Tuning in: How to implement successful digital listening
Modern customers know what they want and expect you to provide it. It’s time for marketers to start listening to what customers are telling you. In our increasingly digitalised world this means engaging in digital listening. Conor Lynch and Faith Johnstone from Connector.ie report how this is best done
13 August 2014
Digital listening means locating and analysing what is being said about your company online. Ideally, marketers should tune in to as many platforms as their customers are on to get a full, balanced report of how their company is viewed.

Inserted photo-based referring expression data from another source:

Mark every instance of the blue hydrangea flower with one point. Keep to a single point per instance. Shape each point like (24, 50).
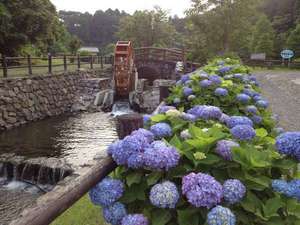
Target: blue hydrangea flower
(252, 109)
(289, 144)
(161, 158)
(243, 132)
(135, 219)
(165, 108)
(221, 92)
(115, 213)
(189, 117)
(161, 130)
(187, 91)
(223, 149)
(238, 120)
(221, 216)
(257, 119)
(202, 190)
(243, 98)
(206, 83)
(234, 191)
(146, 119)
(215, 79)
(164, 195)
(107, 192)
(145, 133)
(262, 104)
(225, 69)
(176, 101)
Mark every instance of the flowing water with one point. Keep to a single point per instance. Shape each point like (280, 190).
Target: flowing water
(76, 139)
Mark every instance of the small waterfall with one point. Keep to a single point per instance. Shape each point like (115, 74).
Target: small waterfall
(121, 108)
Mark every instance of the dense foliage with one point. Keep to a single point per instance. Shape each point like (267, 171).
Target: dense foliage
(212, 156)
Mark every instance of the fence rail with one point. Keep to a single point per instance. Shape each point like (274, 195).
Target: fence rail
(50, 62)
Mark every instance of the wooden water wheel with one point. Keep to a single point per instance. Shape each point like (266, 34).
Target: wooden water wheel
(124, 69)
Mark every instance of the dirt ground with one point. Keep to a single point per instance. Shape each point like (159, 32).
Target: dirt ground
(282, 90)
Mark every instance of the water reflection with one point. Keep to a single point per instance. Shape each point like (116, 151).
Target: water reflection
(75, 138)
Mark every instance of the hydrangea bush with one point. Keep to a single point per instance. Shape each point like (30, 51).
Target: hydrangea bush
(213, 155)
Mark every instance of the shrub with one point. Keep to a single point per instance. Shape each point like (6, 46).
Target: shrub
(210, 163)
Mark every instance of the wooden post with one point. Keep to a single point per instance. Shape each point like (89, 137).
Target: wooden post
(78, 61)
(4, 65)
(164, 92)
(101, 60)
(92, 58)
(128, 123)
(29, 65)
(49, 63)
(65, 63)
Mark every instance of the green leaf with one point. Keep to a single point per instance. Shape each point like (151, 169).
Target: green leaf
(133, 178)
(188, 217)
(158, 118)
(153, 178)
(261, 132)
(271, 207)
(160, 217)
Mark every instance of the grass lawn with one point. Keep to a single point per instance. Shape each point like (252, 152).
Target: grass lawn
(82, 212)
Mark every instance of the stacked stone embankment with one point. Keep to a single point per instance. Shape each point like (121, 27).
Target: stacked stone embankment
(32, 98)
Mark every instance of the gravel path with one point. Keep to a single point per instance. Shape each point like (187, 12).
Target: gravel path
(282, 89)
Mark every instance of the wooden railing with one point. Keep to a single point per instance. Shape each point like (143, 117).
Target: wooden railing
(27, 65)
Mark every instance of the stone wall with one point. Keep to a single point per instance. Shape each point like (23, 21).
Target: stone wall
(32, 98)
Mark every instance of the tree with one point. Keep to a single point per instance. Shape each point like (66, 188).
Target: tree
(293, 41)
(263, 37)
(148, 28)
(25, 22)
(222, 26)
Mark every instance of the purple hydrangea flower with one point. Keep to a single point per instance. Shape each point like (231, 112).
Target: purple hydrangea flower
(252, 109)
(206, 83)
(165, 108)
(215, 79)
(136, 161)
(146, 119)
(221, 216)
(243, 98)
(185, 78)
(135, 219)
(225, 69)
(238, 120)
(107, 192)
(161, 158)
(146, 133)
(189, 117)
(223, 149)
(161, 130)
(224, 118)
(176, 101)
(289, 144)
(262, 104)
(164, 195)
(234, 191)
(257, 119)
(221, 92)
(114, 214)
(243, 132)
(187, 91)
(202, 190)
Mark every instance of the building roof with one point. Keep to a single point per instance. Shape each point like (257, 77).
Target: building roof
(89, 49)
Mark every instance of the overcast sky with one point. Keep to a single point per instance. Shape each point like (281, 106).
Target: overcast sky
(175, 6)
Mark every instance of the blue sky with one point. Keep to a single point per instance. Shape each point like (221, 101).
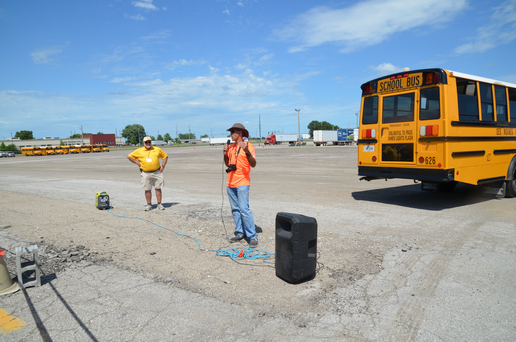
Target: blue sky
(205, 65)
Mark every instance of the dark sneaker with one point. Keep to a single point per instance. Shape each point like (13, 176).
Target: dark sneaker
(236, 238)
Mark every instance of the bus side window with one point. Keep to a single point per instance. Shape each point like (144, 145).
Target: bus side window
(468, 103)
(486, 102)
(512, 104)
(501, 104)
(370, 112)
(430, 105)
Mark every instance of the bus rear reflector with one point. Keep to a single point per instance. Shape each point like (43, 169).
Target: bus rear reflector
(368, 133)
(431, 130)
(431, 78)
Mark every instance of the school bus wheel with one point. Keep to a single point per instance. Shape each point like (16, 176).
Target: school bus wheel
(510, 189)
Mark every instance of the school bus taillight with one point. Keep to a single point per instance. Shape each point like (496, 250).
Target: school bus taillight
(431, 130)
(368, 133)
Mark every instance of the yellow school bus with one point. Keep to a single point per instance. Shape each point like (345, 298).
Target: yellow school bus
(86, 149)
(439, 127)
(39, 151)
(75, 149)
(28, 151)
(49, 150)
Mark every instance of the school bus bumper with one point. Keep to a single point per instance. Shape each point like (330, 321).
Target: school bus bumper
(424, 175)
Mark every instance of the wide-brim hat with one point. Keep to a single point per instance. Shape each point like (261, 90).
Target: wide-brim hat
(240, 127)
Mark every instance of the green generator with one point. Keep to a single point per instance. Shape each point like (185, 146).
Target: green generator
(102, 200)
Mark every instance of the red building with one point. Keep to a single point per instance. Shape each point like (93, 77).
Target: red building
(101, 139)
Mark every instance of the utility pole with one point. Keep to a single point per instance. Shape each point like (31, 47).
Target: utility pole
(298, 127)
(260, 126)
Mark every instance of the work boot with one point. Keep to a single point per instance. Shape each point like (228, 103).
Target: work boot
(236, 238)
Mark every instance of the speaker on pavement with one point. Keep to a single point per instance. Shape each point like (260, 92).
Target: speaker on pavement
(296, 247)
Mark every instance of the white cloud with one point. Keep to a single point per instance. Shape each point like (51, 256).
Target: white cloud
(365, 23)
(500, 30)
(135, 17)
(386, 68)
(183, 62)
(146, 4)
(121, 79)
(43, 56)
(264, 59)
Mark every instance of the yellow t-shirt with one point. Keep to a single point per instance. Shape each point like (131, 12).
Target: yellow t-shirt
(240, 177)
(149, 158)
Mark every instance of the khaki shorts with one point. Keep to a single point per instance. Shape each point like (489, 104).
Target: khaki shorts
(152, 179)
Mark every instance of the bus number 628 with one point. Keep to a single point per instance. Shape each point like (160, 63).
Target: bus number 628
(429, 160)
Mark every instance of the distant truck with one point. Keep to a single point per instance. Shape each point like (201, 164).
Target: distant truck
(219, 141)
(275, 139)
(342, 136)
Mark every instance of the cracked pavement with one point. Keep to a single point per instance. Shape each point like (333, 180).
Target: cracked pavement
(395, 263)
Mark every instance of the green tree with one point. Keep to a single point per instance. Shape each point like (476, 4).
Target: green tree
(24, 135)
(11, 147)
(186, 136)
(134, 134)
(317, 125)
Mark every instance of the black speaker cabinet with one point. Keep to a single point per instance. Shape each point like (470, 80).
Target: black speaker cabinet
(296, 247)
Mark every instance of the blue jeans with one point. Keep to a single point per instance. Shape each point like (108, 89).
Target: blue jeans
(242, 215)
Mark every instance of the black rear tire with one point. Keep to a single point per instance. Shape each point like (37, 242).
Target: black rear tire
(510, 188)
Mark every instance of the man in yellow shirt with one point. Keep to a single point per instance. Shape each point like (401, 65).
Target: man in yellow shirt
(239, 158)
(147, 158)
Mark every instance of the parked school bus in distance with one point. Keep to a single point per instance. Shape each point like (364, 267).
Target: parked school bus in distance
(49, 150)
(39, 151)
(86, 148)
(439, 127)
(28, 151)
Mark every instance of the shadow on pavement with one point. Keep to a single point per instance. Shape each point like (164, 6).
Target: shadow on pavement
(47, 279)
(412, 196)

Getting started with digital listening can intimidate even veteran marketers, but there are some simple steps you can follow.
1. Define your personas
Creating personas which represent your ‘typical’ customers is the best place to start. Generating personas, finding out about their likes, dislikes, occupation, geographical location and more allows you to understand your customers, find trends in what similar people are saying about you and address their needs or concerns accordingly.
2. Find where your customers are online
Are you a B2B organisation? Your clients might be on business oriented LinkedIn. Targeting millennials? They’re usually on Facebook or Instagram. Finding where your customers are engaging online will give you a clearer focus and allow you to adopt better digital listening tools.
3. Use listening tools
For the sake of simplicity and your sanity, you should use digital listening tools to tune in to your customers and ensure success. Comprehensive tools like Sprout Social or Brandwatch are great but expensive, so they might not be suitable for smaller businesses. For them, tools like the free version of Hootsuite, Tweetdeck, Klout and Social Mention may be better options.
4. Collect data
There are lots of different ways to collect data, including:
– Keyword tracking
– Setting up Google alerts for your brand
– Identifying brand advocates and influencers
– Identifying brand sentiment
– Social media metrics
– Data on your competitors
– Determining your Klout score
Gathering as much data as you can to begin with will give you a clearer picture of your brand, helping you set better long and short term goals.
5. Define your goals and analyse your data
To accurately analyse data it’s imperative to define your goals for digital listening.
– Want to increase Twitter engagement? Then thousands of followers don’t matter if none of them engage with you.
– Looking for Facebook ad conversions? Make sure your ads and landing pages are optimised.
– Aiming for great customer service? If your reps are getting negative feedback online, it might be time to retrain them.
There are an endless number of goals you could have – it’s up to you to decide which ones are the most important for your business.
6. Address issues and implement changes
After analysing your data, you should have a clear picture of what needs to be changed.
Some key takeaways when it comes to making changes based on digital listening are:
– Address comments
Whether positive or negative, all comments should be addressed. Thanking customers for pleasant comments will foster positive brand sentiment while addressing a negative comment or customer concern will show that you care. Almost half of those who leave a query or comment expect a response in an hour or less. Deleting negative comments will reflect poorly on your brand. Try to deal with them, not hide them.
– Always improve for the customer
If a customer raises a problem or suggests an improvement, take them seriously. Don’t make arbitrary changes to your website or service. Listen to the customer and make decisive changes based on fact, not fiction.
– Reassess in six months
The digital landscape and customer expectations are always evolving, so you can be sure that in six months time, there will be another tweak to make. Ensure you keep on top of your listening tools and analytics to make identifying and implementing necessary changes easy.
If you’re worried about mishearing your customers or nervous about potential digital disasters, remember that this can mostly be avoided by remembering not to treat digital listening like traditional marketing. Instead of trying to guess or tell your customer what you can do for them, listen to what it is they want you to do and act on that.
In every business of every size at every level the message is the same: listen, listen again, listen some more then alter your service accordingly. Your customers will thank you.